Maka akal sehat dan iman yang kuat yang menenangkan. Akal berkata, masa sih kalah sama emosi? Berpikirlah dengan kepala yang dingin. Iman pun berkata, sudahkah kamu mengikuti perintah Allah dan Rasulullah? Itulah yang berkecamuk dalam benak saya setiap kali hati kesal terhadap sikap suami.

Para istri shalihah, mari kita lihat lagi bagaimana kebaikan-kebaikan suami kita? Setiap hari ia bekerja keras untuk menghidupi keluarga. Pergi pagi pulang malam. Bekerja keras demi anak dan istrinya. Kadang ia capek maka ia berteriak, membantah, atau malah diam saja. Apakah manusia tidak boleh capek? Tapi kita juga sama-sama capek. Kalau begitu lepaskan saja dulu masalahnya. Jangan kau pikul sendirian. Tuliskan saja di diarimu seberapa berat dan banyak bebanmu hari ini? Menulis membuat kita jadi merasa plong. Sembari menulis, sempatkan untuk berdoa supaya Allah menguatkan. Supaya Allah memberikan jalan terbaik. Semoga pernikahan ini selalu harmonis. Sakinah mawaddah warahmah.

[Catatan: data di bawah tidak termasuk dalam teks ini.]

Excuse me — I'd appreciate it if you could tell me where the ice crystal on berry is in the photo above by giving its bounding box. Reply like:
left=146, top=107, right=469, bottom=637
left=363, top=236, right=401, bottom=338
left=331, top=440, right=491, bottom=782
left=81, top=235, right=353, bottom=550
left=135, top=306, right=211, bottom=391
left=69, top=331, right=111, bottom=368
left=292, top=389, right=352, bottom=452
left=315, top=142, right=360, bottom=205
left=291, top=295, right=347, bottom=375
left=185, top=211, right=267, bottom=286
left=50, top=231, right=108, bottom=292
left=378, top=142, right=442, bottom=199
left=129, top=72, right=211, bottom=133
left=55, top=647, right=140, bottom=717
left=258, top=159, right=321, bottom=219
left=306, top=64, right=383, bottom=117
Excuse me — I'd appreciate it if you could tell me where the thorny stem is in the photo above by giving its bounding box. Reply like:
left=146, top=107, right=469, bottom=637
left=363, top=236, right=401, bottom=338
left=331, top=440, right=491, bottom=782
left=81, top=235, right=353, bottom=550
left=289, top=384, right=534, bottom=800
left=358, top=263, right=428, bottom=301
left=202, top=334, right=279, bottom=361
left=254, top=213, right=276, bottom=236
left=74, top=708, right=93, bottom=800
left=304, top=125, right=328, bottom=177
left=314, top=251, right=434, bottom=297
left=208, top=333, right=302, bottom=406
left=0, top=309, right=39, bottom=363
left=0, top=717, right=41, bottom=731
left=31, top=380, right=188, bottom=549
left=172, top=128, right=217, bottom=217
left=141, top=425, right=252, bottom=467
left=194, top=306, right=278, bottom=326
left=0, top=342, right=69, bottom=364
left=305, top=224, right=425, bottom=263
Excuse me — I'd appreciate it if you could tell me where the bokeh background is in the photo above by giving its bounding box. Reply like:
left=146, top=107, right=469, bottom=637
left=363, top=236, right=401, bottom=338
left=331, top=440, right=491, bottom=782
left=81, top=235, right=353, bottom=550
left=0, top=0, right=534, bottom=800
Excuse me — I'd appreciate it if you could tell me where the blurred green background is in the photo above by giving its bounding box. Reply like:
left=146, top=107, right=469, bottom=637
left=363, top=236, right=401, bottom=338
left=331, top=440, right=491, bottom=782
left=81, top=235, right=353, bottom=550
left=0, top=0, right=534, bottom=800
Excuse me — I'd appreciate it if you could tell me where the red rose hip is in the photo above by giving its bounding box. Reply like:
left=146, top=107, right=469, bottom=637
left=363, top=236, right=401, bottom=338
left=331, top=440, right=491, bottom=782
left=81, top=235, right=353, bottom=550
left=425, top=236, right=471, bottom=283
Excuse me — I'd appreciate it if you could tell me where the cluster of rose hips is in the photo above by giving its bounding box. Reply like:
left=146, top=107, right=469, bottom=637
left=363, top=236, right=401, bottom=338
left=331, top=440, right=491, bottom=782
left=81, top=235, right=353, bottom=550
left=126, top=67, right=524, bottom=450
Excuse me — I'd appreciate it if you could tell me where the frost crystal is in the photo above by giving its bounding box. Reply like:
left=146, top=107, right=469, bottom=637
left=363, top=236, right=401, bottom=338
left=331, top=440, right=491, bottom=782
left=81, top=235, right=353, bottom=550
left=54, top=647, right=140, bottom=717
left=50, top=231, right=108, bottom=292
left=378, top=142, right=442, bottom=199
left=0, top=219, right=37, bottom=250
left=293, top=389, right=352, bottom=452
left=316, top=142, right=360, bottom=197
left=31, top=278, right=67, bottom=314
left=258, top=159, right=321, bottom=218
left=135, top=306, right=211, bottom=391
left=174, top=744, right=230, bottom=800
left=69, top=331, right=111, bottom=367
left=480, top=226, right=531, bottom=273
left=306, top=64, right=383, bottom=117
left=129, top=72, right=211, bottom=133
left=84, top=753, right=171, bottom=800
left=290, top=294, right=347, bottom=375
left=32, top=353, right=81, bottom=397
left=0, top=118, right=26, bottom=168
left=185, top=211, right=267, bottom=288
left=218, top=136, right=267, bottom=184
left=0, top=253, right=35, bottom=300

Para istri shalihah mudah-mudahan kita bukanlah termasuk golongan penghuni neraka yang tidak bisa melihat kebaikan suami kita. Lihatlah kebaikan suamimu hatta itu hanya secuil saja. Ingatlah memori-memori terbaik, terindah bersama suami. Pertama kali bertemu, pertama kali berdua, pertama kali merasakan kebahagiaan bersama suami. Ingatlah semua kebahagian itu. Ingatlah canda tawa bersama suami dan anak. Ingatlah betapa mereka membutuhkan kita bersama pasangan kita yaitu suami. Bapak anak-anak kita. Ingatlah bahwa bapak terbaik buat mereka adalah bapaknya sendiri. Ingatlah itu saudaraku.



Semoga tulisan ini menjadi perekat keharmonisan rumah tangga bagi kita. Aamiin.